A blank-based MDL was calculated as the mean blank plus t times the standard deviation of all the blanks digested and analysed for this study. The greater of the blank-based MDL and the low calibration point was multiplied by the dilution factor for each sample to generate accurate, sample-specific detection limits for each analyte.

Spectroscopic data

Although optical measurements are simple and straightforward, they can be affected by many variables such as inconsistencies in sample preparation (e.g., filter pore size, sample storage and preservation), in the correction of interferences (e.g., sample dilution, inner filter corrections), and in dealing with instrument drift (lamp intensity). The optical dataset reported here was obtained by following a documented, standardized procedure for the operation of the Aqualog spectrofluorometer to ensure that the optical measurements collected are useful and widely comparable15. On each day of sample analysis, the instrument was warmed up for 1 hour prior to the first scan. Lamp hours were recorded as soon as the instrument was turned on. Because the lamp degrades over time, it is routinely replaced annually regardless of hours of operation (the manufacturer recommends changing the lamp after 1000 hours of use). Gloves were always worn when handling the cuvettes and samples. All laboratory blanks and sample dilutions were prepared with deionized water (18.2 MΩ resistance, ≤ 5 ppb total organic C) produced with a Milli-Q Advantage A10 water purification system (Millipore Sigma, Burlington, Massachusetts, USA). To avoid sample contamination due to bacterial breakthrough from resin beds, activated C, and filters, the water purification system used in the lab was maintained and monitored frequently for background C and bacterial growth. The cuvette was rinsed between each sample with plenty of deionized water.

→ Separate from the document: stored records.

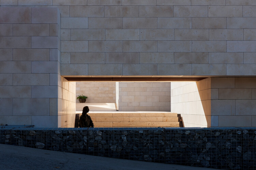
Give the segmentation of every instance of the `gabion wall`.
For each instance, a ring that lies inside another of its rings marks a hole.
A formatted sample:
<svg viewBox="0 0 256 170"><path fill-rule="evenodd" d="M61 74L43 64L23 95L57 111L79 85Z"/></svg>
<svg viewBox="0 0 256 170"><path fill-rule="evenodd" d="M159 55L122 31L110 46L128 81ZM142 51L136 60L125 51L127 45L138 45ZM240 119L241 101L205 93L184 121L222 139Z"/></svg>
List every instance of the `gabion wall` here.
<svg viewBox="0 0 256 170"><path fill-rule="evenodd" d="M227 169L256 169L255 128L2 128L0 143Z"/></svg>

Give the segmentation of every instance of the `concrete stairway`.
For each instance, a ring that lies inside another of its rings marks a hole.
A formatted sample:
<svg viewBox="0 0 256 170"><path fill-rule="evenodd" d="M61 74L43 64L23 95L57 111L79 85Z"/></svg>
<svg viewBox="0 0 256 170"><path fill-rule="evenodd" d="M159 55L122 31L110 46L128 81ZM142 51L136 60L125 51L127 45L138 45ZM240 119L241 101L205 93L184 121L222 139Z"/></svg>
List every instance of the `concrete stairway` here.
<svg viewBox="0 0 256 170"><path fill-rule="evenodd" d="M95 127L179 127L177 114L170 112L89 112Z"/></svg>

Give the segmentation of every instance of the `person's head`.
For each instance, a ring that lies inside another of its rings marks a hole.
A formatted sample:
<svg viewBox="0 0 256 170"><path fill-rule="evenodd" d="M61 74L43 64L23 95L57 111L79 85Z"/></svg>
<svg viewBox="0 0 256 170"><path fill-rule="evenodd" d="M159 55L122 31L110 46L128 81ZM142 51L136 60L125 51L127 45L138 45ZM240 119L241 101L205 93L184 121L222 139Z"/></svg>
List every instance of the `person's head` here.
<svg viewBox="0 0 256 170"><path fill-rule="evenodd" d="M85 106L83 108L83 113L88 113L89 112L89 110L90 110L89 109L89 107L87 106Z"/></svg>

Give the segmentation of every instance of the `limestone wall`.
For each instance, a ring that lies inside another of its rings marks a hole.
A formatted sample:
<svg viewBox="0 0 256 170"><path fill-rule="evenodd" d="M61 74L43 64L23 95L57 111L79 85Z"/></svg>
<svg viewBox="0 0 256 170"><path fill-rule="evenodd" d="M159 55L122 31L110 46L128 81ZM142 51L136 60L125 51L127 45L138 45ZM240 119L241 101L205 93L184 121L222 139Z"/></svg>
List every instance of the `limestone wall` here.
<svg viewBox="0 0 256 170"><path fill-rule="evenodd" d="M256 78L211 79L212 126L256 126Z"/></svg>
<svg viewBox="0 0 256 170"><path fill-rule="evenodd" d="M116 102L116 83L113 82L77 82L76 97L88 97L86 103ZM79 103L76 99L76 102Z"/></svg>
<svg viewBox="0 0 256 170"><path fill-rule="evenodd" d="M254 75L256 4L251 0L0 2L59 8L63 75Z"/></svg>
<svg viewBox="0 0 256 170"><path fill-rule="evenodd" d="M212 92L211 78L171 82L171 111L181 114L185 127L211 126L211 98L215 94Z"/></svg>
<svg viewBox="0 0 256 170"><path fill-rule="evenodd" d="M119 111L170 112L170 82L119 83Z"/></svg>
<svg viewBox="0 0 256 170"><path fill-rule="evenodd" d="M71 126L75 84L60 75L60 20L57 7L1 6L0 123Z"/></svg>

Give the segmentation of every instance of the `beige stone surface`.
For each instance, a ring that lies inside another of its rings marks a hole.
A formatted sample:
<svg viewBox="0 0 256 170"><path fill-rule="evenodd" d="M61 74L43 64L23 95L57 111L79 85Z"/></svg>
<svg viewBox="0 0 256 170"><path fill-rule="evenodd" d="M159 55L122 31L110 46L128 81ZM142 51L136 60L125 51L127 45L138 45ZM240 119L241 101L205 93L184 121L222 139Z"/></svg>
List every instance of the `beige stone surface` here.
<svg viewBox="0 0 256 170"><path fill-rule="evenodd" d="M209 6L209 17L242 17L242 6Z"/></svg>
<svg viewBox="0 0 256 170"><path fill-rule="evenodd" d="M31 73L30 62L0 62L0 73Z"/></svg>
<svg viewBox="0 0 256 170"><path fill-rule="evenodd" d="M49 102L49 99L13 99L13 116L48 116Z"/></svg>
<svg viewBox="0 0 256 170"><path fill-rule="evenodd" d="M53 0L54 5L86 5L85 0Z"/></svg>
<svg viewBox="0 0 256 170"><path fill-rule="evenodd" d="M14 86L49 85L49 74L13 74Z"/></svg>
<svg viewBox="0 0 256 170"><path fill-rule="evenodd" d="M157 28L157 19L156 17L123 18L123 28L156 29Z"/></svg>
<svg viewBox="0 0 256 170"><path fill-rule="evenodd" d="M100 52L71 53L70 61L71 64L105 64L105 54Z"/></svg>
<svg viewBox="0 0 256 170"><path fill-rule="evenodd" d="M31 37L27 36L0 36L1 48L30 48Z"/></svg>
<svg viewBox="0 0 256 170"><path fill-rule="evenodd" d="M157 51L159 52L191 52L191 41L158 41Z"/></svg>
<svg viewBox="0 0 256 170"><path fill-rule="evenodd" d="M70 6L70 17L104 17L103 6ZM107 17L105 16L105 17Z"/></svg>
<svg viewBox="0 0 256 170"><path fill-rule="evenodd" d="M243 40L243 30L242 29L210 29L210 40Z"/></svg>
<svg viewBox="0 0 256 170"><path fill-rule="evenodd" d="M173 64L174 53L141 52L140 64Z"/></svg>
<svg viewBox="0 0 256 170"><path fill-rule="evenodd" d="M140 6L139 14L140 17L172 17L173 7L172 6Z"/></svg>
<svg viewBox="0 0 256 170"><path fill-rule="evenodd" d="M207 17L207 6L175 6L174 17Z"/></svg>
<svg viewBox="0 0 256 170"><path fill-rule="evenodd" d="M189 4L190 5L190 4ZM191 0L191 5L225 5L226 1L224 0Z"/></svg>
<svg viewBox="0 0 256 170"><path fill-rule="evenodd" d="M58 48L58 38L57 36L32 37L31 41L32 48Z"/></svg>
<svg viewBox="0 0 256 170"><path fill-rule="evenodd" d="M0 36L12 36L13 26L10 24L0 24Z"/></svg>
<svg viewBox="0 0 256 170"><path fill-rule="evenodd" d="M226 29L227 19L225 17L193 17L192 28Z"/></svg>
<svg viewBox="0 0 256 170"><path fill-rule="evenodd" d="M236 100L236 115L253 115L256 111L255 100Z"/></svg>
<svg viewBox="0 0 256 170"><path fill-rule="evenodd" d="M12 61L13 50L11 49L0 49L1 54L0 61Z"/></svg>
<svg viewBox="0 0 256 170"><path fill-rule="evenodd" d="M14 61L48 61L48 49L14 49Z"/></svg>
<svg viewBox="0 0 256 170"><path fill-rule="evenodd" d="M31 63L31 73L58 73L58 62L34 61Z"/></svg>
<svg viewBox="0 0 256 170"><path fill-rule="evenodd" d="M227 17L227 28L250 29L255 28L256 19L254 17Z"/></svg>
<svg viewBox="0 0 256 170"><path fill-rule="evenodd" d="M193 41L192 46L193 52L226 52L228 45L224 41Z"/></svg>
<svg viewBox="0 0 256 170"><path fill-rule="evenodd" d="M138 17L139 14L138 6L105 6L104 8L104 17Z"/></svg>
<svg viewBox="0 0 256 170"><path fill-rule="evenodd" d="M209 30L204 29L175 30L177 40L209 40Z"/></svg>
<svg viewBox="0 0 256 170"><path fill-rule="evenodd" d="M155 5L155 0L122 0L123 5Z"/></svg>
<svg viewBox="0 0 256 170"><path fill-rule="evenodd" d="M0 116L0 123L3 124L31 124L31 116Z"/></svg>
<svg viewBox="0 0 256 170"><path fill-rule="evenodd" d="M72 29L71 32L71 40L105 40L105 30L103 29Z"/></svg>
<svg viewBox="0 0 256 170"><path fill-rule="evenodd" d="M254 75L256 67L253 64L233 64L227 65L227 75Z"/></svg>
<svg viewBox="0 0 256 170"><path fill-rule="evenodd" d="M0 98L31 97L30 86L1 86Z"/></svg>
<svg viewBox="0 0 256 170"><path fill-rule="evenodd" d="M57 8L32 8L32 23L58 23Z"/></svg>
<svg viewBox="0 0 256 170"><path fill-rule="evenodd" d="M86 17L61 17L61 28L88 28L88 18Z"/></svg>
<svg viewBox="0 0 256 170"><path fill-rule="evenodd" d="M104 58L104 55L102 56ZM140 53L138 52L105 53L105 64L139 64L140 63Z"/></svg>
<svg viewBox="0 0 256 170"><path fill-rule="evenodd" d="M232 127L234 123L238 127L252 126L251 116L219 116L218 126Z"/></svg>
<svg viewBox="0 0 256 170"><path fill-rule="evenodd" d="M226 66L224 64L193 64L192 75L226 75Z"/></svg>
<svg viewBox="0 0 256 170"><path fill-rule="evenodd" d="M94 29L125 28L123 28L123 18L120 17L89 17L88 27L89 29Z"/></svg>
<svg viewBox="0 0 256 170"><path fill-rule="evenodd" d="M255 41L228 41L227 52L256 52Z"/></svg>
<svg viewBox="0 0 256 170"><path fill-rule="evenodd" d="M61 29L61 39L62 41L70 40L71 39L71 29Z"/></svg>
<svg viewBox="0 0 256 170"><path fill-rule="evenodd" d="M174 40L173 29L141 29L140 31L141 40Z"/></svg>
<svg viewBox="0 0 256 170"><path fill-rule="evenodd" d="M150 75L157 74L156 64L125 64L123 65L123 75Z"/></svg>
<svg viewBox="0 0 256 170"><path fill-rule="evenodd" d="M175 64L208 64L209 55L207 52L175 52Z"/></svg>
<svg viewBox="0 0 256 170"><path fill-rule="evenodd" d="M120 0L87 0L88 5L120 5L122 4L122 2Z"/></svg>
<svg viewBox="0 0 256 170"><path fill-rule="evenodd" d="M123 75L123 66L120 64L90 64L88 66L89 75Z"/></svg>
<svg viewBox="0 0 256 170"><path fill-rule="evenodd" d="M88 64L61 64L62 75L87 75Z"/></svg>
<svg viewBox="0 0 256 170"><path fill-rule="evenodd" d="M209 53L209 64L242 64L243 53Z"/></svg>
<svg viewBox="0 0 256 170"><path fill-rule="evenodd" d="M105 32L106 40L140 40L139 29L108 29Z"/></svg>
<svg viewBox="0 0 256 170"><path fill-rule="evenodd" d="M19 7L14 10L12 7L1 7L0 23L31 23L31 8Z"/></svg>
<svg viewBox="0 0 256 170"><path fill-rule="evenodd" d="M191 29L192 19L191 17L158 17L158 29Z"/></svg>
<svg viewBox="0 0 256 170"><path fill-rule="evenodd" d="M88 52L88 41L61 41L61 52Z"/></svg>
<svg viewBox="0 0 256 170"><path fill-rule="evenodd" d="M124 52L156 52L157 48L157 42L156 41L123 41Z"/></svg>
<svg viewBox="0 0 256 170"><path fill-rule="evenodd" d="M191 75L191 64L159 64L157 65L157 75Z"/></svg>
<svg viewBox="0 0 256 170"><path fill-rule="evenodd" d="M89 41L89 52L122 52L123 42L120 41Z"/></svg>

To track and maintain instrument performance, two validation experiments were run on each day of analysis: The excitation validation scan and the water Raman signal-to-noise ratio and emission calibration scan. The excitation validation scan was used to verify lamp performance and peak position at 467 ± 1 nm. The water Raman signal-to-noise and emission calibration scan examines the wavelength calibration of the CCD detector and consists in the emission scan of the Raman-scatter band of water15. This scan was used to verify the peak location of the water Raman at 397 ± 1 nm and the Raman peak area was used to normalize the fluorescence signals, producing data that can be compared across instruments. Multiple laboratory blanks (6–9) were analysed on each day of analysis to obtain the signal associated with the instrument, cuvette, and deionized water in the absence of fluorescent WEOM. The daily blanks were subtracted from the analytical set run on the same day.

Optical measurements of highly concentrated samples can be subject to measurement errors such as inner filter effects7. The inner filter effect has been found to be linear and correctable for natural water samples when the Abs254 is between 0.03–0.3 absorbance units (AU) when measured in a 1 cm cuvette10,16. To standardize the correction procedure used for this dataset, the WEOM samples were initially analysed at full concentration and the Abs254 was recorded. If the Abs254 exceeded 0.3 AU, the sample was diluted to a concentration at which the Abs254 was in the range of 0.3–0.3 AU and corrections for the inner filter effect were applied.

Usage Notes

Pertaining to the macro- and micronutrient data: To ascertain which concentration records are lower than the corresponding MDL, a comparison of the XX_Conc_MDL and XX_Conc_True fields can be done, where affected records are true when XX_Conc_True is less than XX_Conc_MDL (XX is the element name).

The data are ready for use with a geographic information system (GIS), where longitude and latitude coordinates are projected as noted above. Since exact sample point locations along transects were not measured in the field, users are advised to consider the replicate values as pertaining to the area of the circular plot (r ≈ 8 m) at the single sampling location provided by the coordinates.